Eileen doesn't benefit from turning to look at Gabriel and Raith. It's a habit she's begun to break with other people, but there are occasions — like now — when it's important to communicate that she's paying attention. That steeping tea is not as important as the men at the table, or the offer they've extended to her. The hard lines etched into her face soften. So does her mouth.

When she exhales, it's softly, through her nose, and with a shaky sort of quality that betrays the tumult of emotion beneath her white marble exterior. Gabriel will feel the tightness in her chest reflected through their shared connection. Sometimes gratitude hurts. This does. "We," because now the pronoun is, "aren't the only ones he's sending back. There are other people, other undertakings. He could come for me as soon as tomorrow."

A sharp click shuts off the stove. It's fortunate that Eileen prefers her tea strong because she's left it and is moving toward the table. "I wasn't given the impression that we've a lot of time to prepare."

"I wouldn't know what to do with time to prepare." If she was looking for argument, she isn't finding it in the kitchen. Gabriel's posture straightens, finally, after a skimming test of thumb along the ridge of bruises that colour his face, hands then coming to rest against the edge of the table. This was easy. TOO EASY. Maybe. He can't completely disguise the shimmer of anticipation that affords itself down the empathic thread that connects the two animal empaths in the room, although Raith doesn't have to be totally blind to it himself, in the very subtle curl of a smile at the corners of Gabriel's mouth.

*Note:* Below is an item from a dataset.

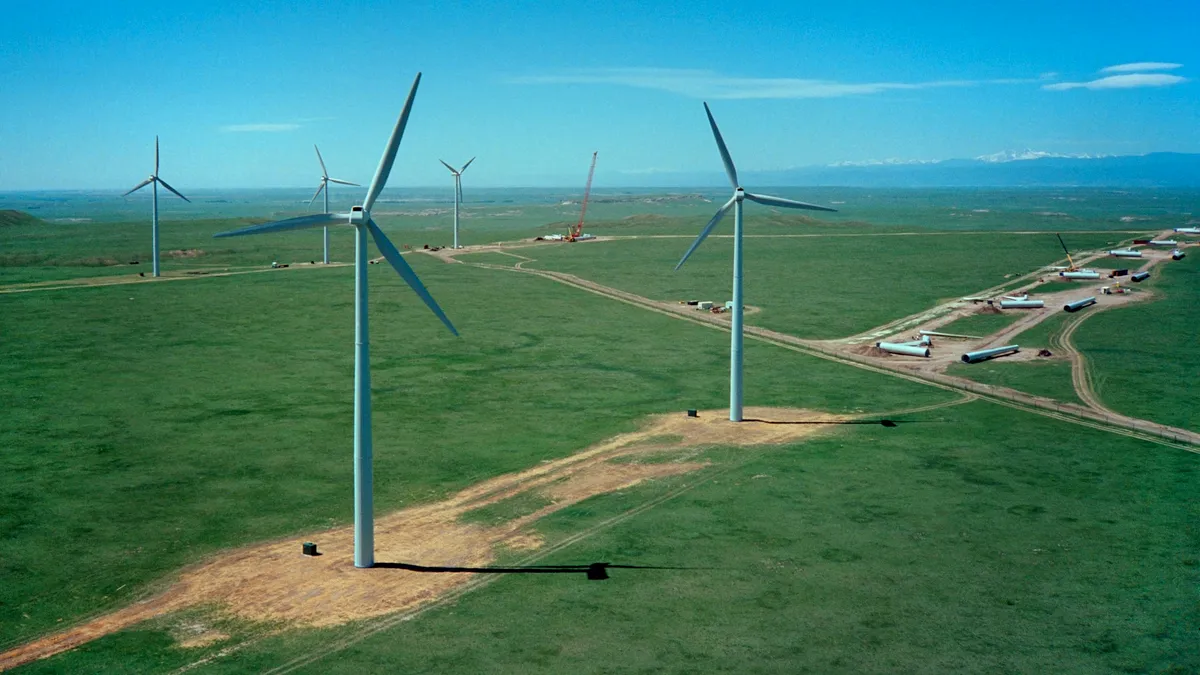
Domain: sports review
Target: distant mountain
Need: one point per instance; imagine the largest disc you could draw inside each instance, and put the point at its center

He's looking forward to it.

Looking forward to it or not, Raith is still somewhat on top of his game, despite being roused at such an early hour. "I know what I'd do with time to prepare," he grumbles, pushing himself up from the table just slightly shakily. "I'd sleep. I think I may go do some of that now, if nobody minds. Wake me up if there's a paradox, huh?" Despite indications otherwise, Raith doesn't make his exit just yet, either waiting for 'permission' to go, or staying around just a bit longer in case there's something else worth mentioning.

"Go to bed, Jensen," is a gentle suggestion rather than an order. Eileen's hand brushes across the flat of his back on her way past, but his chair isn't her final destination. Her starling, however, decides that this is where it gets off and jumps the short distance between her shoulder and the back of Raith's seat. Tiny claws click against polished wood — there's no upholstery for it to hook its feet in.

Eileen places her hands on the lower half of Gabriel's chest and spreads her fingers across his abdomen. Her brown leather flats don't elevate her more than an extra half inch, and to press her mouth to his neck, she has to ease her heels off the floor and shift her weight onto the front of her feet. "Thank you," she mutters against his stubble before turning her head to address Raith as well, her damp hair wet against his chin, "both."

She can feel skin and the things beneath it shift with a breath, loose muscles tensing reflexively under the light settle of her palms and sharper fingers. Gabriel's face angles more towards the kitchen and away from the door and Raith's departure, rough hands smoothing up the skinnier stalks of Eileen's, elbow to shoulder, in a gesture that translates as you're welcome.